Case III - Unknown Mass - The Balance Principle
Since we know that the meter stick was balanced, the positive torques (ccw) exactly cancel out the negative torques (cw) of the system.
Since the torque is given by the mN, the following formula describes the balance of the torques:
(m1)(g)(x1) = (m2)(g)(x2)
Dividing by 9.81m/s2 from both sides yields the following equation which will be used for simplicity's sake:
(m1)(x1) = (m2)(x2) where m1 = unknown mass, m2 = 199.95g = 0.2kg, x1 = distance from fulcrum of m1, x2 = distance from fulcrum of m2
Mass D
(m1)(0.33 = (0.2)(0.5)
m1 = 0.303kg
Mass F
(m1)(0.33) = (0.2)(0.39)
m1 =0.236kg
Mass R
(m1)(0.33) = (0.2)(0.294)
m1 = 0.178kg
Mass B
(m1)(0.33) = (0.2)(0.471)
m1 = 0.290kg
Mass E
(m1)(0.33) = (0.2)(0.403)
m1 = 0.244kg
The approximate mass of the hanger that kept the m1 suspended on the meter stick was 0.024kg,
After subtracting 0.024kg from each m1 yields the following masses for each hanging mass (accepted masses for each also listed):
D = 0.279kg 0.27102kg
F = 0.212kg 0.19670kg
R = 0.154kg 0.13240kg
B = 0.266kg 0.25751kg
E = 0.220kg 0.20647kg
Percent errors for each mass are given below as given by the following formula:
(Actual - expected) / expected
D = 2.952%
F = 7.614%
R = 16.667%
B = 3.101%
E = 6.796%
Case IV - Meter Stick with One Mass
Since the torque is given by the mN, the following formula describes the balance of the torques:
(m1)(g)(x1) = (m2)(g)(x2)
Dividing by 9.81m/s2 from both sides yields the following equation which will be used for simplicity's sake:
(m1)(x1) = (m2)(x2)
Substituting 99.44g = 0.099kg in for m1, 0.263m in for x1 (since x1 is placed at 0cm on the meter stick and the fulcrum was measured at 0.237m when balanced), and 0.237m in for x2 (since 0.5m - 0.263m = 0.237m and all of the mass of the meter stick can be considered a point mass at the center of the meter stick) yields:
(0.1)(0.263) = (0.237)(m2)
Solving for m2 yields 0.111kg
Actual mass of the meter stick was measured to be 0.110kg
Running these numbers through the percent error formula yields a percent error of 0.909%.
Discussion Questions
1) Small forces can produce little to no torque while small forces can produce larger torques because torque is the product of both force and the length of the moment arm. Since T(tau)=rF, a small force can product a large torque by being applied through a lengthy lever arm. Similarly, a large force may produce a small torque if the moment arm is extremely short.

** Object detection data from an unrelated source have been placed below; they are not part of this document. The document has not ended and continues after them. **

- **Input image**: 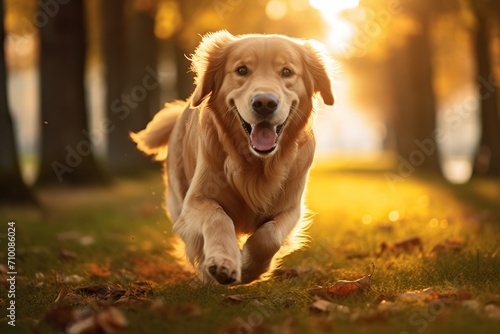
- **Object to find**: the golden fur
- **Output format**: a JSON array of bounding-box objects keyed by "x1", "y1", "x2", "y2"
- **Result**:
[{"x1": 132, "y1": 31, "x2": 334, "y2": 284}]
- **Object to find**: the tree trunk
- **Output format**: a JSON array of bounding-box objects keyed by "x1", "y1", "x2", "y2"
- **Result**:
[
  {"x1": 103, "y1": 0, "x2": 160, "y2": 174},
  {"x1": 0, "y1": 0, "x2": 36, "y2": 204},
  {"x1": 471, "y1": 1, "x2": 500, "y2": 177},
  {"x1": 391, "y1": 5, "x2": 439, "y2": 173},
  {"x1": 37, "y1": 0, "x2": 106, "y2": 185}
]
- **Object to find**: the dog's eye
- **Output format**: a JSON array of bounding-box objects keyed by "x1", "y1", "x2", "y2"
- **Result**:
[
  {"x1": 236, "y1": 65, "x2": 249, "y2": 77},
  {"x1": 281, "y1": 67, "x2": 293, "y2": 78}
]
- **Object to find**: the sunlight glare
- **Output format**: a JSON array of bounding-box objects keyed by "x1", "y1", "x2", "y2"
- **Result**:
[
  {"x1": 266, "y1": 0, "x2": 288, "y2": 21},
  {"x1": 361, "y1": 214, "x2": 372, "y2": 225},
  {"x1": 389, "y1": 210, "x2": 399, "y2": 222},
  {"x1": 309, "y1": 0, "x2": 359, "y2": 14},
  {"x1": 309, "y1": 0, "x2": 359, "y2": 54}
]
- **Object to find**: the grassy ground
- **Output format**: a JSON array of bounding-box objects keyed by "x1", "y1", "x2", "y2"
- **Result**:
[{"x1": 0, "y1": 157, "x2": 500, "y2": 333}]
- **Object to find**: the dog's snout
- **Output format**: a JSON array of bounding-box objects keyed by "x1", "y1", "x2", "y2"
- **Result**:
[{"x1": 251, "y1": 94, "x2": 279, "y2": 116}]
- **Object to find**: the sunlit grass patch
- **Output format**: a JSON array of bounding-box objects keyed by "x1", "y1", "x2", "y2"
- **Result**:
[{"x1": 0, "y1": 163, "x2": 500, "y2": 333}]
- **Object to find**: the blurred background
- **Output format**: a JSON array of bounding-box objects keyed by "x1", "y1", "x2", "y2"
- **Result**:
[{"x1": 0, "y1": 0, "x2": 500, "y2": 201}]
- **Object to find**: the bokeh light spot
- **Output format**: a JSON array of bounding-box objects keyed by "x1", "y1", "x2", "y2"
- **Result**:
[
  {"x1": 266, "y1": 0, "x2": 288, "y2": 21},
  {"x1": 361, "y1": 214, "x2": 372, "y2": 225}
]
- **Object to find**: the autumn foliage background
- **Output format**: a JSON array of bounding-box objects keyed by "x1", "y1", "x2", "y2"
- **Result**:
[{"x1": 0, "y1": 0, "x2": 500, "y2": 333}]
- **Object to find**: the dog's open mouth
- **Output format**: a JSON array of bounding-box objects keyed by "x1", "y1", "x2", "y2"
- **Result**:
[{"x1": 238, "y1": 113, "x2": 286, "y2": 154}]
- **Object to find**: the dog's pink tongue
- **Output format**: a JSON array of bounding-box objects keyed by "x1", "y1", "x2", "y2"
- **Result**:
[{"x1": 250, "y1": 122, "x2": 277, "y2": 151}]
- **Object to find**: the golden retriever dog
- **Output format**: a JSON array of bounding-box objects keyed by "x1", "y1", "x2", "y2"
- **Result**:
[{"x1": 131, "y1": 31, "x2": 334, "y2": 284}]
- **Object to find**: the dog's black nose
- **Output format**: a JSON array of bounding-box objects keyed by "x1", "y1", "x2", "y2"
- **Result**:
[{"x1": 251, "y1": 94, "x2": 279, "y2": 116}]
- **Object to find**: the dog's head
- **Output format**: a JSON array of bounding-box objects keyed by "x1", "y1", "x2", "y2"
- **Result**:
[{"x1": 191, "y1": 31, "x2": 334, "y2": 157}]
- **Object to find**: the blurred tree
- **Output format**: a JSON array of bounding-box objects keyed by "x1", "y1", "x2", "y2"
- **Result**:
[
  {"x1": 102, "y1": 0, "x2": 160, "y2": 174},
  {"x1": 470, "y1": 0, "x2": 500, "y2": 177},
  {"x1": 36, "y1": 0, "x2": 106, "y2": 185},
  {"x1": 388, "y1": 0, "x2": 439, "y2": 172},
  {"x1": 0, "y1": 0, "x2": 36, "y2": 203}
]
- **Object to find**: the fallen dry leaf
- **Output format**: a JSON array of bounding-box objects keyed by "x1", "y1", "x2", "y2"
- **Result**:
[
  {"x1": 462, "y1": 299, "x2": 482, "y2": 315},
  {"x1": 484, "y1": 304, "x2": 500, "y2": 320},
  {"x1": 396, "y1": 288, "x2": 439, "y2": 303},
  {"x1": 377, "y1": 300, "x2": 402, "y2": 314},
  {"x1": 309, "y1": 298, "x2": 333, "y2": 313},
  {"x1": 75, "y1": 284, "x2": 127, "y2": 302},
  {"x1": 273, "y1": 267, "x2": 320, "y2": 279},
  {"x1": 222, "y1": 295, "x2": 246, "y2": 304},
  {"x1": 311, "y1": 263, "x2": 375, "y2": 298},
  {"x1": 54, "y1": 287, "x2": 81, "y2": 304},
  {"x1": 63, "y1": 275, "x2": 85, "y2": 283}
]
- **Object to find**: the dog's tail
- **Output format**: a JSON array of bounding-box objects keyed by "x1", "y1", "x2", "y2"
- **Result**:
[{"x1": 130, "y1": 101, "x2": 187, "y2": 161}]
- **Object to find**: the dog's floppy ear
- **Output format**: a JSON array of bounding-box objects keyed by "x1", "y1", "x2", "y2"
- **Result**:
[
  {"x1": 303, "y1": 40, "x2": 335, "y2": 106},
  {"x1": 191, "y1": 30, "x2": 235, "y2": 107}
]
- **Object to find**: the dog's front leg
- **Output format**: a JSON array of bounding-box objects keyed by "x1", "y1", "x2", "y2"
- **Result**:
[
  {"x1": 241, "y1": 205, "x2": 301, "y2": 284},
  {"x1": 174, "y1": 195, "x2": 241, "y2": 284}
]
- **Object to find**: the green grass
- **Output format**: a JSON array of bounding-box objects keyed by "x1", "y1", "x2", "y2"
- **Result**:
[{"x1": 0, "y1": 163, "x2": 500, "y2": 333}]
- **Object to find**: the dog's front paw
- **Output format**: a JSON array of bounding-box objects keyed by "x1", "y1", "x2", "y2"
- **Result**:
[{"x1": 203, "y1": 256, "x2": 241, "y2": 284}]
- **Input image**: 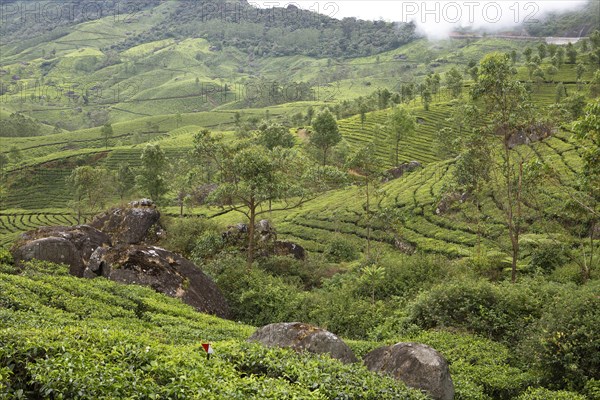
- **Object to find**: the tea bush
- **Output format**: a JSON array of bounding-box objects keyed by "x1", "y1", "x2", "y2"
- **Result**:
[{"x1": 408, "y1": 280, "x2": 542, "y2": 343}]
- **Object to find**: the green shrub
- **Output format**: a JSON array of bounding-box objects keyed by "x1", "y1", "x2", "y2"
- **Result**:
[
  {"x1": 325, "y1": 236, "x2": 358, "y2": 263},
  {"x1": 22, "y1": 260, "x2": 69, "y2": 275},
  {"x1": 259, "y1": 256, "x2": 326, "y2": 289},
  {"x1": 408, "y1": 280, "x2": 541, "y2": 343},
  {"x1": 534, "y1": 281, "x2": 600, "y2": 391},
  {"x1": 226, "y1": 343, "x2": 428, "y2": 400},
  {"x1": 549, "y1": 263, "x2": 583, "y2": 284},
  {"x1": 365, "y1": 254, "x2": 448, "y2": 299},
  {"x1": 396, "y1": 331, "x2": 534, "y2": 400},
  {"x1": 161, "y1": 217, "x2": 219, "y2": 257},
  {"x1": 517, "y1": 387, "x2": 586, "y2": 400},
  {"x1": 0, "y1": 249, "x2": 14, "y2": 264},
  {"x1": 529, "y1": 242, "x2": 569, "y2": 274},
  {"x1": 207, "y1": 257, "x2": 301, "y2": 326},
  {"x1": 192, "y1": 230, "x2": 224, "y2": 261}
]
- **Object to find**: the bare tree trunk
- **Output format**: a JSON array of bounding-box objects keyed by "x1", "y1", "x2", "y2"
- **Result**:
[{"x1": 247, "y1": 200, "x2": 256, "y2": 270}]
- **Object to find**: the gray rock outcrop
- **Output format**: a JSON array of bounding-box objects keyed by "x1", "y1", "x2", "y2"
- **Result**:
[
  {"x1": 364, "y1": 343, "x2": 454, "y2": 400},
  {"x1": 90, "y1": 199, "x2": 160, "y2": 245},
  {"x1": 11, "y1": 199, "x2": 230, "y2": 318},
  {"x1": 248, "y1": 322, "x2": 358, "y2": 363},
  {"x1": 11, "y1": 225, "x2": 111, "y2": 277},
  {"x1": 84, "y1": 245, "x2": 230, "y2": 318}
]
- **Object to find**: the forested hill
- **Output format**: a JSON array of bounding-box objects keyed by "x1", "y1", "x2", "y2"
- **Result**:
[
  {"x1": 526, "y1": 0, "x2": 600, "y2": 37},
  {"x1": 0, "y1": 0, "x2": 415, "y2": 58}
]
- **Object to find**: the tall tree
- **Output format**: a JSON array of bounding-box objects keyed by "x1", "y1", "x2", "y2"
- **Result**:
[
  {"x1": 309, "y1": 109, "x2": 342, "y2": 165},
  {"x1": 136, "y1": 143, "x2": 168, "y2": 202},
  {"x1": 258, "y1": 123, "x2": 296, "y2": 150},
  {"x1": 386, "y1": 106, "x2": 415, "y2": 166},
  {"x1": 116, "y1": 163, "x2": 135, "y2": 200},
  {"x1": 67, "y1": 165, "x2": 113, "y2": 224},
  {"x1": 0, "y1": 153, "x2": 8, "y2": 175},
  {"x1": 195, "y1": 132, "x2": 340, "y2": 268},
  {"x1": 573, "y1": 99, "x2": 600, "y2": 280},
  {"x1": 348, "y1": 143, "x2": 381, "y2": 258},
  {"x1": 446, "y1": 67, "x2": 463, "y2": 99},
  {"x1": 100, "y1": 124, "x2": 113, "y2": 148},
  {"x1": 538, "y1": 43, "x2": 548, "y2": 60},
  {"x1": 567, "y1": 42, "x2": 577, "y2": 64},
  {"x1": 472, "y1": 53, "x2": 540, "y2": 282}
]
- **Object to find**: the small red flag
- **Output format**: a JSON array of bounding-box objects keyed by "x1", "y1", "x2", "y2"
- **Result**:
[{"x1": 202, "y1": 343, "x2": 214, "y2": 359}]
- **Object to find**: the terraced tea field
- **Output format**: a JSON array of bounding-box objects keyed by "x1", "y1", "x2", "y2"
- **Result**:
[{"x1": 243, "y1": 128, "x2": 581, "y2": 258}]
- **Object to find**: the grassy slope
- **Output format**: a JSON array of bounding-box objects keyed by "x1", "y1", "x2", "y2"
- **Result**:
[{"x1": 0, "y1": 266, "x2": 424, "y2": 400}]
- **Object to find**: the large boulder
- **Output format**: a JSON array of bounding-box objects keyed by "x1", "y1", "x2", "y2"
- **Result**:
[
  {"x1": 364, "y1": 343, "x2": 454, "y2": 400},
  {"x1": 248, "y1": 322, "x2": 358, "y2": 363},
  {"x1": 90, "y1": 199, "x2": 161, "y2": 245},
  {"x1": 273, "y1": 240, "x2": 306, "y2": 260},
  {"x1": 11, "y1": 225, "x2": 111, "y2": 277},
  {"x1": 84, "y1": 245, "x2": 229, "y2": 318},
  {"x1": 383, "y1": 161, "x2": 421, "y2": 182}
]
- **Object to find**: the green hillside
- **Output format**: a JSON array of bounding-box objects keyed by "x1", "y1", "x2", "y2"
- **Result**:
[{"x1": 0, "y1": 0, "x2": 600, "y2": 400}]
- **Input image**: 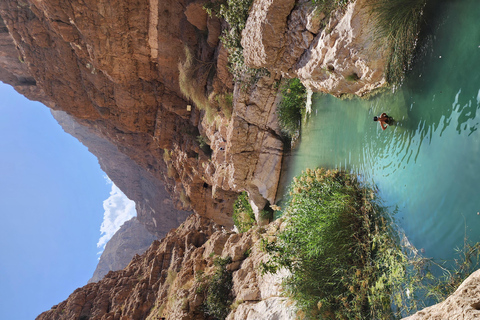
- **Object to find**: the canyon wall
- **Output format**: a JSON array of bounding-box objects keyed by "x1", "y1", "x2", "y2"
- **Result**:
[
  {"x1": 52, "y1": 110, "x2": 191, "y2": 238},
  {"x1": 88, "y1": 217, "x2": 156, "y2": 283},
  {"x1": 37, "y1": 215, "x2": 293, "y2": 320}
]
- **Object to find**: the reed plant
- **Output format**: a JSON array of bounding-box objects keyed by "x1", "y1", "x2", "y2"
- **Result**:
[
  {"x1": 369, "y1": 0, "x2": 427, "y2": 85},
  {"x1": 262, "y1": 169, "x2": 480, "y2": 319}
]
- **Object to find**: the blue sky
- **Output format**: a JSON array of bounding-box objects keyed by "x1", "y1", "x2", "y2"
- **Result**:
[{"x1": 0, "y1": 82, "x2": 135, "y2": 320}]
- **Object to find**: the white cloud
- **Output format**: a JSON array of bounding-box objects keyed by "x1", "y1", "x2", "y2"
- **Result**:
[{"x1": 97, "y1": 178, "x2": 137, "y2": 253}]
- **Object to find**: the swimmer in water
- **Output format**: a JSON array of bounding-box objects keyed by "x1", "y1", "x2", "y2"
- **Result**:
[{"x1": 373, "y1": 112, "x2": 393, "y2": 130}]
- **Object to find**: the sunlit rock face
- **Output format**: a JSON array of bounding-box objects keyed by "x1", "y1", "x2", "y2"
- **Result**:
[
  {"x1": 37, "y1": 215, "x2": 293, "y2": 320},
  {"x1": 403, "y1": 270, "x2": 480, "y2": 320},
  {"x1": 52, "y1": 111, "x2": 191, "y2": 238},
  {"x1": 88, "y1": 218, "x2": 156, "y2": 283},
  {"x1": 242, "y1": 0, "x2": 388, "y2": 96},
  {"x1": 0, "y1": 0, "x2": 283, "y2": 230}
]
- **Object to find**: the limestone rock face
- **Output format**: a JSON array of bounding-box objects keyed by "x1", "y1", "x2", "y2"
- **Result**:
[
  {"x1": 242, "y1": 0, "x2": 387, "y2": 96},
  {"x1": 403, "y1": 270, "x2": 480, "y2": 320},
  {"x1": 88, "y1": 217, "x2": 156, "y2": 283},
  {"x1": 37, "y1": 215, "x2": 292, "y2": 320}
]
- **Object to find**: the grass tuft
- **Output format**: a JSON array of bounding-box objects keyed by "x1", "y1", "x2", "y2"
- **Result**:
[
  {"x1": 204, "y1": 257, "x2": 233, "y2": 320},
  {"x1": 263, "y1": 169, "x2": 480, "y2": 319},
  {"x1": 370, "y1": 0, "x2": 427, "y2": 85}
]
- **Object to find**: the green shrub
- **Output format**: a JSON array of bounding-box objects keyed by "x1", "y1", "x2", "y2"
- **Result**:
[
  {"x1": 232, "y1": 192, "x2": 256, "y2": 232},
  {"x1": 369, "y1": 0, "x2": 427, "y2": 84},
  {"x1": 277, "y1": 78, "x2": 307, "y2": 138},
  {"x1": 263, "y1": 169, "x2": 480, "y2": 319},
  {"x1": 264, "y1": 169, "x2": 406, "y2": 319},
  {"x1": 204, "y1": 257, "x2": 233, "y2": 319},
  {"x1": 204, "y1": 0, "x2": 257, "y2": 80},
  {"x1": 178, "y1": 46, "x2": 209, "y2": 111}
]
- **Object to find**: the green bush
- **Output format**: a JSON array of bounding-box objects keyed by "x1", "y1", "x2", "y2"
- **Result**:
[
  {"x1": 232, "y1": 192, "x2": 256, "y2": 232},
  {"x1": 204, "y1": 0, "x2": 262, "y2": 80},
  {"x1": 263, "y1": 169, "x2": 480, "y2": 319},
  {"x1": 277, "y1": 78, "x2": 307, "y2": 138},
  {"x1": 369, "y1": 0, "x2": 427, "y2": 84},
  {"x1": 204, "y1": 257, "x2": 233, "y2": 320}
]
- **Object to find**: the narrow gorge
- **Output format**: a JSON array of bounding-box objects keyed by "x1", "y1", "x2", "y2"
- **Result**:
[{"x1": 0, "y1": 0, "x2": 480, "y2": 320}]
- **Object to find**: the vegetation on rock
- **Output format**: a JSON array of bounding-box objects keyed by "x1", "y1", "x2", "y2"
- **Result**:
[
  {"x1": 263, "y1": 169, "x2": 479, "y2": 319},
  {"x1": 204, "y1": 257, "x2": 233, "y2": 320},
  {"x1": 369, "y1": 0, "x2": 427, "y2": 85},
  {"x1": 277, "y1": 78, "x2": 307, "y2": 138},
  {"x1": 204, "y1": 0, "x2": 268, "y2": 81}
]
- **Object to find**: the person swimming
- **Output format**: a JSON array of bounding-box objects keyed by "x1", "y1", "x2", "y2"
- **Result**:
[{"x1": 373, "y1": 112, "x2": 393, "y2": 130}]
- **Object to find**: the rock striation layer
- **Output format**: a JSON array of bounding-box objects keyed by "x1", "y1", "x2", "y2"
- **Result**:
[
  {"x1": 37, "y1": 215, "x2": 292, "y2": 320},
  {"x1": 242, "y1": 0, "x2": 388, "y2": 96},
  {"x1": 88, "y1": 217, "x2": 156, "y2": 283},
  {"x1": 0, "y1": 0, "x2": 283, "y2": 226}
]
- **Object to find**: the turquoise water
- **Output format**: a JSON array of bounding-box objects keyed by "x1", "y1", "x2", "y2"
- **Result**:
[{"x1": 289, "y1": 0, "x2": 480, "y2": 259}]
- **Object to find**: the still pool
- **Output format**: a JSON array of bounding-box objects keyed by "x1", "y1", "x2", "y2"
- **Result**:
[{"x1": 289, "y1": 0, "x2": 480, "y2": 259}]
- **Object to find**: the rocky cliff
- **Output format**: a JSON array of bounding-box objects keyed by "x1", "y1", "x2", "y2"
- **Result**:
[
  {"x1": 37, "y1": 215, "x2": 292, "y2": 320},
  {"x1": 88, "y1": 217, "x2": 156, "y2": 283},
  {"x1": 52, "y1": 110, "x2": 190, "y2": 238},
  {"x1": 0, "y1": 0, "x2": 410, "y2": 319},
  {"x1": 403, "y1": 270, "x2": 480, "y2": 320},
  {"x1": 0, "y1": 0, "x2": 385, "y2": 230}
]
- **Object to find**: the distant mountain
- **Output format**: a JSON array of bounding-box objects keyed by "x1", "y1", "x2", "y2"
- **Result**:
[{"x1": 88, "y1": 217, "x2": 156, "y2": 283}]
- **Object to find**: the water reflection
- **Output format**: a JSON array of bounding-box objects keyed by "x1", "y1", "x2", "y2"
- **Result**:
[{"x1": 289, "y1": 21, "x2": 480, "y2": 258}]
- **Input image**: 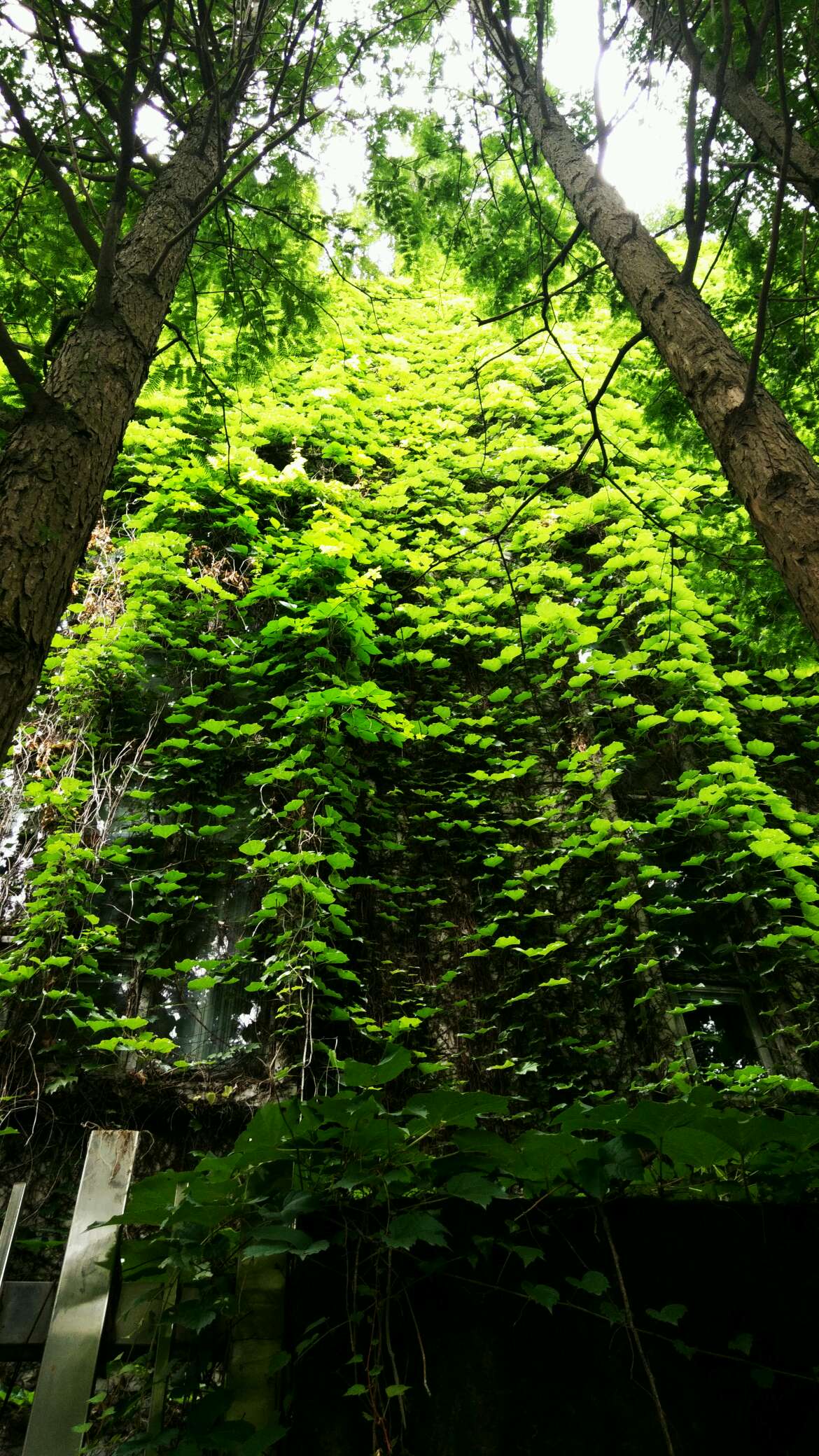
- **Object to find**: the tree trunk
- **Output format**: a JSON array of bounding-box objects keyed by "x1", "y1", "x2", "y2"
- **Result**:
[
  {"x1": 470, "y1": 0, "x2": 819, "y2": 642},
  {"x1": 0, "y1": 106, "x2": 243, "y2": 759},
  {"x1": 631, "y1": 0, "x2": 819, "y2": 210}
]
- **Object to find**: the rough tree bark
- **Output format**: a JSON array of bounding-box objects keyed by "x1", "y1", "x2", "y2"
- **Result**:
[
  {"x1": 470, "y1": 0, "x2": 819, "y2": 642},
  {"x1": 0, "y1": 3, "x2": 306, "y2": 760},
  {"x1": 631, "y1": 0, "x2": 819, "y2": 208}
]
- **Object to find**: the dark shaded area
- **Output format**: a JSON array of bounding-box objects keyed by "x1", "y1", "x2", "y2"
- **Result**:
[{"x1": 286, "y1": 1201, "x2": 819, "y2": 1456}]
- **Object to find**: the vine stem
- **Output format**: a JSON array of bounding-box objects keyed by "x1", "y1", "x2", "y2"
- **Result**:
[{"x1": 599, "y1": 1203, "x2": 675, "y2": 1456}]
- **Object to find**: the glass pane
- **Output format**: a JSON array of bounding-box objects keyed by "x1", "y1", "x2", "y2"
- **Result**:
[{"x1": 685, "y1": 1000, "x2": 760, "y2": 1068}]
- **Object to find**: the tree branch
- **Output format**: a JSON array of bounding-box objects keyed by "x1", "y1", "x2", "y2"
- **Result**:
[{"x1": 0, "y1": 74, "x2": 99, "y2": 267}]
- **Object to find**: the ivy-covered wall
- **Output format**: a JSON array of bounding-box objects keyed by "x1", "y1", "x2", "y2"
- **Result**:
[
  {"x1": 3, "y1": 283, "x2": 819, "y2": 1100},
  {"x1": 0, "y1": 279, "x2": 819, "y2": 1450}
]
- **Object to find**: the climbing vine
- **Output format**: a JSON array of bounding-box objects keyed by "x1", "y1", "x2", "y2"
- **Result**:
[{"x1": 0, "y1": 267, "x2": 819, "y2": 1450}]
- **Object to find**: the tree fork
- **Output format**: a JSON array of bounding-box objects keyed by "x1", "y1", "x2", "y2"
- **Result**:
[
  {"x1": 0, "y1": 73, "x2": 259, "y2": 759},
  {"x1": 472, "y1": 0, "x2": 819, "y2": 642},
  {"x1": 631, "y1": 0, "x2": 819, "y2": 210}
]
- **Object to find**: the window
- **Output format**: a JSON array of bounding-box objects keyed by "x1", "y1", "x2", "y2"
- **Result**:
[{"x1": 680, "y1": 986, "x2": 772, "y2": 1070}]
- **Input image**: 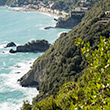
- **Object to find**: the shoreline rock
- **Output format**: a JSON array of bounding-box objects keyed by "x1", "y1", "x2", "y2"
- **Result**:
[
  {"x1": 9, "y1": 40, "x2": 50, "y2": 53},
  {"x1": 54, "y1": 13, "x2": 85, "y2": 29},
  {"x1": 5, "y1": 42, "x2": 16, "y2": 48}
]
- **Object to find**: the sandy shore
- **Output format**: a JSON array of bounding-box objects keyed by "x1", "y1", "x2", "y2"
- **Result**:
[{"x1": 8, "y1": 7, "x2": 63, "y2": 19}]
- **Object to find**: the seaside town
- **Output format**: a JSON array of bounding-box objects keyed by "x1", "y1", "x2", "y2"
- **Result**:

2) The support force of the fulcrum is not used in the calculations of the torque of the system because the amount of force exerted upward on the meter stick by the fulcrum is exactly cancelled out by the downward force of the meter stick on the fulcrum. This essentially means they are force pairs that add no additional force to the system since there was no acceleration so by definition of Newton's second law, no acceleration equates to zero force. In addition, since the fulcrum is balanced exactly where the center of mass is, any force that could be applied would be translational motion not rotational.
3) Since the torque is given by the mN, the following formula describes the balance of the torques:
(m1)(g)(x1) = (m2)(g)(x2) + (m3)(g)(x3)
Dividing by 9.81m/s2 from both sides yields the following equation which will be used for simplicity's sake:
(m1)(x1) = (m2)(x2) + (m3)(x3)
Substituting the appropriate values into the equation as given by the lab yields:
(0.22)(0.35) = (0.1)(Mms) + (0.5)(0.12)
Solving for Mms (mass of the meter stick) yields a mass of 0.17kg.